During this time, two of wives died. His first wife, Margaret Ruth passed away in June, 1884 and is buried in Salina. His second wife Emma (Amy) Jane passed in August of 1888 at the age of 56 and is buried in Huntington.
In 1888 William Morley was forced to play “hide and seek” with federal marshalls bent on jailing polygamists. He soon tired of it and moved his families to Diaz, Mexico in the Mormon Colonies.
His journal records, “here I am in a foreign land, not of choice but of necessity, in my own land a criminal, yet I have not injured a living soul. The law that made me a sinner was enacted on purpose to convict me and was retroactive in its operation. To me it is largely unjust, which adds a sting to its cruelty. But what can’t be cured must be endured.”
For the next 25 years, William Morley Black lived in Mexico in the Mormon Colonies, making his home in Juarez, then Casas Grandes. He occasionally returned to the United States. During one of these trips he purchased a farm in Fruitland, NM and resided there for a short time.
While living in Fruitland, he attended the San Juan Stake Conference at Mancos, CO on May 14, l903. Apostle Mathias F. Cowley ordained William Morley a patriarch and gave him a highly treasured blessing.”
In 1904, his fifth wife, Louisa Ann Washburn died and was buried in Safford, AZ. In l905 he returned to Pacheco, Mexico until 1912.

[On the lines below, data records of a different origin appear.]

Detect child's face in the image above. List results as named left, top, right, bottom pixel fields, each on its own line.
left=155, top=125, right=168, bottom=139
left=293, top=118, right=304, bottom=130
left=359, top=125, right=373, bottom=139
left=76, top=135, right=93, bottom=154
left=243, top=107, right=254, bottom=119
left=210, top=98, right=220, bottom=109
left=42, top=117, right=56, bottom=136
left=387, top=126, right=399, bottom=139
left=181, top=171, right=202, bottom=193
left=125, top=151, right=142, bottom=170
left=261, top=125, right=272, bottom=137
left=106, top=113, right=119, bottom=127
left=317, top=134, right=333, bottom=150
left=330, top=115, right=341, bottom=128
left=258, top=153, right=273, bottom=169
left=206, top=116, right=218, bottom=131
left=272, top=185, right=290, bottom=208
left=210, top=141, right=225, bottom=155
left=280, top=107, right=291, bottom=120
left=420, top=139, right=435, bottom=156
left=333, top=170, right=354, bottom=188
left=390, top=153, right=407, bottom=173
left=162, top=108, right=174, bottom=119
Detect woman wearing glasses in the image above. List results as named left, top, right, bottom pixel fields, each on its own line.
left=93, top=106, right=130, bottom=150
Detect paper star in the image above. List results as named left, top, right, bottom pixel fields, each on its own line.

The Mexican Revolution at was making the lives of those in the Mormon Colonies very tenuous. President William H. Taft ordered all Americans to leave Mexico. The Black family left with 300 other refugees. William left a brick home, 25 acres, animals and most of his earthly possessions. Over 4,000 members of the church left Mexico in l912.
On October 1, l913, William Morley and wives Sarah and Maria made their last move to Grayson (Blanding). They were warmly greeted at the home of their daughter Hattie Guymon by a host of grandchildren and great grandchildren.